There are other features that come with Trevor Strohman's release of Galago. However, these are not covered here (except for Pig-Galago 1.0).

Getting Galago

There are two branches of Galago: Trevor's branch and CIIR's branch. While you can of course checkout Trevor's branch, this wiki is made specifically with CIIR's branch in mind. The instructions on this page do not necessarily (and in some cases, definitely do not) apply to Trevor's branch

Trevor's Galago Branch

Trevor's branch is available via this Git repository. To checkout a copy, you'll first need to get Git, which is available here.
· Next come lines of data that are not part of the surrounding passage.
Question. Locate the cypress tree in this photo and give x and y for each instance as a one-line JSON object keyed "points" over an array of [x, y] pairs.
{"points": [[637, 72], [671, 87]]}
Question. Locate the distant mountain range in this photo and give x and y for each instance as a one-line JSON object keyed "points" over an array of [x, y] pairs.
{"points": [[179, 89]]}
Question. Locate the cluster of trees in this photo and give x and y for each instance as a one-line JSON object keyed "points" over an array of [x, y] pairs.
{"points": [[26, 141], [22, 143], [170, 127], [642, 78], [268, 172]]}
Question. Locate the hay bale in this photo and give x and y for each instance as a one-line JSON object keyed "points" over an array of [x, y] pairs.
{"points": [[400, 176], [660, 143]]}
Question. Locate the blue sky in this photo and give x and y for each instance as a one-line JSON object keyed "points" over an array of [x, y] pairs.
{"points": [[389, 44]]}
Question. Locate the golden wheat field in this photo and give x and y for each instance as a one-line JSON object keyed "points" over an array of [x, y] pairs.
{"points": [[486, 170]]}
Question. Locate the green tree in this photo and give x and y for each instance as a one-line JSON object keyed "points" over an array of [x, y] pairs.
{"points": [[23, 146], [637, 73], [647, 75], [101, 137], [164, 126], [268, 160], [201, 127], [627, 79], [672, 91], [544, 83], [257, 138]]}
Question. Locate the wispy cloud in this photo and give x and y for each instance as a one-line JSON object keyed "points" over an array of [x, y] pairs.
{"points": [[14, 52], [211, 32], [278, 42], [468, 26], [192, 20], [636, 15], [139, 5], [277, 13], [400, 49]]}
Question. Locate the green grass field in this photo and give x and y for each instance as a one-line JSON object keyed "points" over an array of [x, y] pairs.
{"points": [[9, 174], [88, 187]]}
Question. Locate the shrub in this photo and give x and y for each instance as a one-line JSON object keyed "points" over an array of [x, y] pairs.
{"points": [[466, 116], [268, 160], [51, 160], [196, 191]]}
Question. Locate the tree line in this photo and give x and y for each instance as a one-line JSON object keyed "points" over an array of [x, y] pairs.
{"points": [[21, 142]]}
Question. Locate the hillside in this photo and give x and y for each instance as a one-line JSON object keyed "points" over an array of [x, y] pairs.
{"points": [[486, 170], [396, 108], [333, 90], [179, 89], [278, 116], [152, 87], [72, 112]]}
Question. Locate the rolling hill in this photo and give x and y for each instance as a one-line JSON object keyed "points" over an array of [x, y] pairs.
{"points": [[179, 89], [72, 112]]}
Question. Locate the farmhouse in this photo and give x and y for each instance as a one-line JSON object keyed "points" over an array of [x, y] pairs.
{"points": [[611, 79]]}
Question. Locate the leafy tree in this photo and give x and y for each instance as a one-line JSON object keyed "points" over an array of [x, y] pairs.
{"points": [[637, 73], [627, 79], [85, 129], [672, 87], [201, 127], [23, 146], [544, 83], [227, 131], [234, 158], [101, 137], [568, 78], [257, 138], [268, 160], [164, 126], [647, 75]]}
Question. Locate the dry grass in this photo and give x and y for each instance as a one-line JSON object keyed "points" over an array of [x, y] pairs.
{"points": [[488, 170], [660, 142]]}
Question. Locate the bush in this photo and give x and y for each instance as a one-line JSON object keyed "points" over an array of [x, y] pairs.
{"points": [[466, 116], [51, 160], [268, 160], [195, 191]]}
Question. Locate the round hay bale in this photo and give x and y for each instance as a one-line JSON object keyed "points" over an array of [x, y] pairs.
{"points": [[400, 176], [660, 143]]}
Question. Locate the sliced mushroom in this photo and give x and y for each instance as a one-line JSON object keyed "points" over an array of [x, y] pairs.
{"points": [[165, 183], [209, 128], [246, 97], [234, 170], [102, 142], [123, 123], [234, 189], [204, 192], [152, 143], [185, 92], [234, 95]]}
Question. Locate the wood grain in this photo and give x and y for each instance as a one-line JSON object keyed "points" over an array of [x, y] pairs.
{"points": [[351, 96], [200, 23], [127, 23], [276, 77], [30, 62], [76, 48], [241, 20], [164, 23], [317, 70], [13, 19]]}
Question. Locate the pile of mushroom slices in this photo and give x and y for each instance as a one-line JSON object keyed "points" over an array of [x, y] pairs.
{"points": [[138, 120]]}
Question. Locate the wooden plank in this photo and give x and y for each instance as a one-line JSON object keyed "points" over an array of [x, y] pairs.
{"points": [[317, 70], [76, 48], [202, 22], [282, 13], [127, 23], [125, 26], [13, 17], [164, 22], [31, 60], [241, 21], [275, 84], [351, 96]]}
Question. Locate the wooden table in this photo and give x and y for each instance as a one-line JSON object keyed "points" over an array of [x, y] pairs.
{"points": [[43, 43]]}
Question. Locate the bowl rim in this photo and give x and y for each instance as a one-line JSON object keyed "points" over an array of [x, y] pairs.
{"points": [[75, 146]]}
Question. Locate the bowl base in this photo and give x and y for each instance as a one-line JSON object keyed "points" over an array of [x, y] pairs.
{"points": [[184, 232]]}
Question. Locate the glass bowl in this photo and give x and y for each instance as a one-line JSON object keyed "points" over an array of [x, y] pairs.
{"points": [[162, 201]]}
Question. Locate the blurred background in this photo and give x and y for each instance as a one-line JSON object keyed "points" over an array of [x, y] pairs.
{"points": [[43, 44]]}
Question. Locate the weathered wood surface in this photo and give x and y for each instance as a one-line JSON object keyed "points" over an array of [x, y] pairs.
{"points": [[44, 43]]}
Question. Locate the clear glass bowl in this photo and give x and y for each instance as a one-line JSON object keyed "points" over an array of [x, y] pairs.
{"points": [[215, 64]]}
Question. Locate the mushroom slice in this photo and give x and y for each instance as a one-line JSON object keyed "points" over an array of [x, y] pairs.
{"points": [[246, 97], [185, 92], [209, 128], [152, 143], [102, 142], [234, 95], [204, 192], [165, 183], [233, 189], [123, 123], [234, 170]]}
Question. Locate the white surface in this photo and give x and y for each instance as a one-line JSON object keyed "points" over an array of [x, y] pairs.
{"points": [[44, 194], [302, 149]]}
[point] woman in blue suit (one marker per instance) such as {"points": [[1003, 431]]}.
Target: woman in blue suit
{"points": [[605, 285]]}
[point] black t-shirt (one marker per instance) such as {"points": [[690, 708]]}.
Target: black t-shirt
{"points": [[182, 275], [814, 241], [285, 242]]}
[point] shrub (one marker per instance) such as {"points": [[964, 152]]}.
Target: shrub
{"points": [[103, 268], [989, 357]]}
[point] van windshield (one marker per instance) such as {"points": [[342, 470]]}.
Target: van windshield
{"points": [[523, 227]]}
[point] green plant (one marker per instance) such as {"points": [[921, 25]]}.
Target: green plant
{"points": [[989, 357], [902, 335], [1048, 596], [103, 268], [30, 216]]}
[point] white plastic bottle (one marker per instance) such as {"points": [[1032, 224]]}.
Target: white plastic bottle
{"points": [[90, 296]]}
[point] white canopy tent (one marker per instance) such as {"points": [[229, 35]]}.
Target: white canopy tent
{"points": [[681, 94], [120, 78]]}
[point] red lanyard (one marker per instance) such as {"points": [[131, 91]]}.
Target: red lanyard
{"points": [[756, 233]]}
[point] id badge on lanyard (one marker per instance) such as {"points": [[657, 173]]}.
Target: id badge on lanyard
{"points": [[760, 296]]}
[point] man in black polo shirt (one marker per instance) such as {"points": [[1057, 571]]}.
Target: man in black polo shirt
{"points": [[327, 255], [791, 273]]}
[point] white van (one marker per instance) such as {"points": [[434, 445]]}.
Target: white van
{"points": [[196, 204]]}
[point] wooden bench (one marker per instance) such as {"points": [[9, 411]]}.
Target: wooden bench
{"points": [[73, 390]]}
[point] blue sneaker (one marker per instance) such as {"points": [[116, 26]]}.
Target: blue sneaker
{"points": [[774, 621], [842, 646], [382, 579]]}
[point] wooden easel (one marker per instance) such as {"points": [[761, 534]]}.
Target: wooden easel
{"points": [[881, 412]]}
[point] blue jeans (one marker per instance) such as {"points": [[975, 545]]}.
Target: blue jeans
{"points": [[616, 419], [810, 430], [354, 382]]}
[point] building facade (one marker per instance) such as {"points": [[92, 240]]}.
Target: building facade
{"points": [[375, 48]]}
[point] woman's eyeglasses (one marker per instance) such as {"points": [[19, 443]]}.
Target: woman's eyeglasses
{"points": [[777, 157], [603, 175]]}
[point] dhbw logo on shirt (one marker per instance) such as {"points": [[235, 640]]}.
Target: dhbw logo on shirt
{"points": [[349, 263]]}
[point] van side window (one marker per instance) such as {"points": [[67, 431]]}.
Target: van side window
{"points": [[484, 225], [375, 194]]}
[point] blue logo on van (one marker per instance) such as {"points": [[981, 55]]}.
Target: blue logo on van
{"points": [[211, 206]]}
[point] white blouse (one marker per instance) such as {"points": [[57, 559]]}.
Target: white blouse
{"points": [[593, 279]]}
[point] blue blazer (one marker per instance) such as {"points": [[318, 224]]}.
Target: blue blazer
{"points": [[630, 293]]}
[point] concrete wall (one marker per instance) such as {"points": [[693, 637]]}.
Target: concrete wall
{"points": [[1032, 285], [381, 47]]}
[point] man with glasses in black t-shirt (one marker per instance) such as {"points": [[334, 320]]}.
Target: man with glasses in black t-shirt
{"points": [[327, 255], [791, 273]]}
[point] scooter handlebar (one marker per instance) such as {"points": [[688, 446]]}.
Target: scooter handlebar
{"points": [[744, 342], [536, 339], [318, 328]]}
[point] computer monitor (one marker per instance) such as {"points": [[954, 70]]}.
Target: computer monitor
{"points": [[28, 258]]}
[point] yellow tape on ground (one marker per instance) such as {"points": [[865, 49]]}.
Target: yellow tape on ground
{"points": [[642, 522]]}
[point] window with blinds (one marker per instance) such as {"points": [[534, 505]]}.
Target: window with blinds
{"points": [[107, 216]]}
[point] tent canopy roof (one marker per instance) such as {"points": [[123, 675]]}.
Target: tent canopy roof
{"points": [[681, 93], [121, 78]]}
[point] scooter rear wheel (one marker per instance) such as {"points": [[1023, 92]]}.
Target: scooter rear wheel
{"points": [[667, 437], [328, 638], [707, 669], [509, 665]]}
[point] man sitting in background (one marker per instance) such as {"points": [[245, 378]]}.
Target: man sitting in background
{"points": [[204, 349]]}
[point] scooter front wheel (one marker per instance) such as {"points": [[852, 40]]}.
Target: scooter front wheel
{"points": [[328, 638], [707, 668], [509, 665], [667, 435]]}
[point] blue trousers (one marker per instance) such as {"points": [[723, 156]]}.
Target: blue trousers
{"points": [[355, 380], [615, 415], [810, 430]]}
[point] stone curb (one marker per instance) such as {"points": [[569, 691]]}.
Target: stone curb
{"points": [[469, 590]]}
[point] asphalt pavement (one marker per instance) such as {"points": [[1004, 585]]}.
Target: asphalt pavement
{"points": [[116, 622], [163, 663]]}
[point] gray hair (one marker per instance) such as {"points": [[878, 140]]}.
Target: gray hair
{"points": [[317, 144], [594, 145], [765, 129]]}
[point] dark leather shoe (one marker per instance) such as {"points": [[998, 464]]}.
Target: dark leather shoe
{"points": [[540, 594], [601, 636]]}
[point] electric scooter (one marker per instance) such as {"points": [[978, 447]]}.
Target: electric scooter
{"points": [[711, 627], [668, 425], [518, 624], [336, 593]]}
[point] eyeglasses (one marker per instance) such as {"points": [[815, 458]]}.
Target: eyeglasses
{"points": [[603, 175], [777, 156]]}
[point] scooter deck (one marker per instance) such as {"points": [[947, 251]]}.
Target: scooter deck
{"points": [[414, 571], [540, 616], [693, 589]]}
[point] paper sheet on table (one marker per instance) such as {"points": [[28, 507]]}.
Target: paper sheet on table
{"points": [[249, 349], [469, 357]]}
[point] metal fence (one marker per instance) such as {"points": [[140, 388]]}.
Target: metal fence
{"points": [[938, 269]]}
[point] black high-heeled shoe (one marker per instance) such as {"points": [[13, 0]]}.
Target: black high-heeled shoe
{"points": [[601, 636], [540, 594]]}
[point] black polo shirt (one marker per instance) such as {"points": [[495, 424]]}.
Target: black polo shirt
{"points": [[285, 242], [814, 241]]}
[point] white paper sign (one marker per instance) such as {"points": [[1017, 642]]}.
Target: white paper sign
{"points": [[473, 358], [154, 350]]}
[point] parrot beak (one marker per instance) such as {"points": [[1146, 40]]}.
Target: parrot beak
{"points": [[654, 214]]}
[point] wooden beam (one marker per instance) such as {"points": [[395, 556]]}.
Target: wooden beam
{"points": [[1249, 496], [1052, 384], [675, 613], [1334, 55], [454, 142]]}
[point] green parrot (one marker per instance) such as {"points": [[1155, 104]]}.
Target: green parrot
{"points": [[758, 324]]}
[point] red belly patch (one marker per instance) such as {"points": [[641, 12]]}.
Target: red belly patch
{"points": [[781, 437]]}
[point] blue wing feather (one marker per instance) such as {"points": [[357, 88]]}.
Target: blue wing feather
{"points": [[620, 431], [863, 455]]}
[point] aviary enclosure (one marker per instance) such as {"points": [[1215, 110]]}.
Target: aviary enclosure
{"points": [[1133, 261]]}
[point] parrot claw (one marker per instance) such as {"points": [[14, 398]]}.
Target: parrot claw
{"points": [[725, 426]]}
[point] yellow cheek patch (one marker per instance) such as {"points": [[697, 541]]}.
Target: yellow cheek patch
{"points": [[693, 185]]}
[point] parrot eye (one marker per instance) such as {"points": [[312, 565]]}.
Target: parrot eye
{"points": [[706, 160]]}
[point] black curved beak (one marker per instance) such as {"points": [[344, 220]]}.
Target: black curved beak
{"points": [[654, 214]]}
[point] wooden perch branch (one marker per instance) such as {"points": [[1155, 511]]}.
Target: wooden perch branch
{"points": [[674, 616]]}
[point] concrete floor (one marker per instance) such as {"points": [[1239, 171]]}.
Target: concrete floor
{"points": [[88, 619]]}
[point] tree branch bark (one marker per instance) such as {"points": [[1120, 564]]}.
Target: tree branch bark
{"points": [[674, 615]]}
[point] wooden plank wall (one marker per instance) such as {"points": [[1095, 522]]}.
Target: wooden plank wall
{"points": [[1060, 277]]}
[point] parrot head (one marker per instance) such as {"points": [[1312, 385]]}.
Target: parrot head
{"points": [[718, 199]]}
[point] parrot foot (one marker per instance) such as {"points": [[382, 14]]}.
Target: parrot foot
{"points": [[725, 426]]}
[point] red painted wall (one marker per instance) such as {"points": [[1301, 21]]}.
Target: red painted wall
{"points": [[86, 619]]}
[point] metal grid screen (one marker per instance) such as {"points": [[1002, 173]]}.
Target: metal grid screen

It is pretty easy to install.

Once you have Git, you can download the current version of Galago by issuing the command:

     git clone git://repo.or.cz/galago.git

For information about what is included in Trevor's Galago branch and how to use it, see the Galago Guidebook.

CIIR's Galago Branch

Currently, CIIR's Galago branch includes the following packages:

  • Galago (TupleFlow, TREC indexing classes, and a retrieval framework)
  • Pig-Galago (A patched version of com.yahoo.pig version 1.0 ONLY. Pig 1.2+ are not supported with TupleFlow).
  • edu.umass (Includes a distributed retrieval framework and custom operators built on top of Galago)

The source code for each of these is maintained in a separate repository; however, there is an additional repository which stores the most recent Jar files, including libraries, from new_galago and edu.umass. The latest version of any of these can be checked out using the following commands (you must have an account on Sydney to access these):

svn co svn+ssh://sydney.cs.umass.edu/home/hfeild/svn/galago/tags/latest galago
svn co svn+ssh://sydney.cs.umass.edu/home/hfeild/svn/pig_galago/tags/latest pig_galago
svn co svn+ssh://sydney.cs.umass.edu/home/hfeild/svn/edu.umass/tags/latest edu.umass
svn co svn+ssh://sydney.cs.umass.edu/home/hfeild/svn/ciir_galago_bin/tags/latest ciir_galago_bin

If you are checking out one of the source repositories, you can build the Jar file for that particular package =cd=ing into the directory and issuing the command:

ant jar

The fresh Jar file for the package will be in the dist/ subdirectory. For instance, to check out and build galago, do:

$ svn co svn+ssh://sydney.cs.umass.edu/home/hfeild/svn/galago/tags/latest galago
$ cd galago/
$ ant jar
$ ls dist/
galago.jar

The ciir_galago_bin package has a directory of Jar files, so no building is necessary. It also has a directory of sample Galago parameter files and a scripts/ directory. See the README it contains for more information.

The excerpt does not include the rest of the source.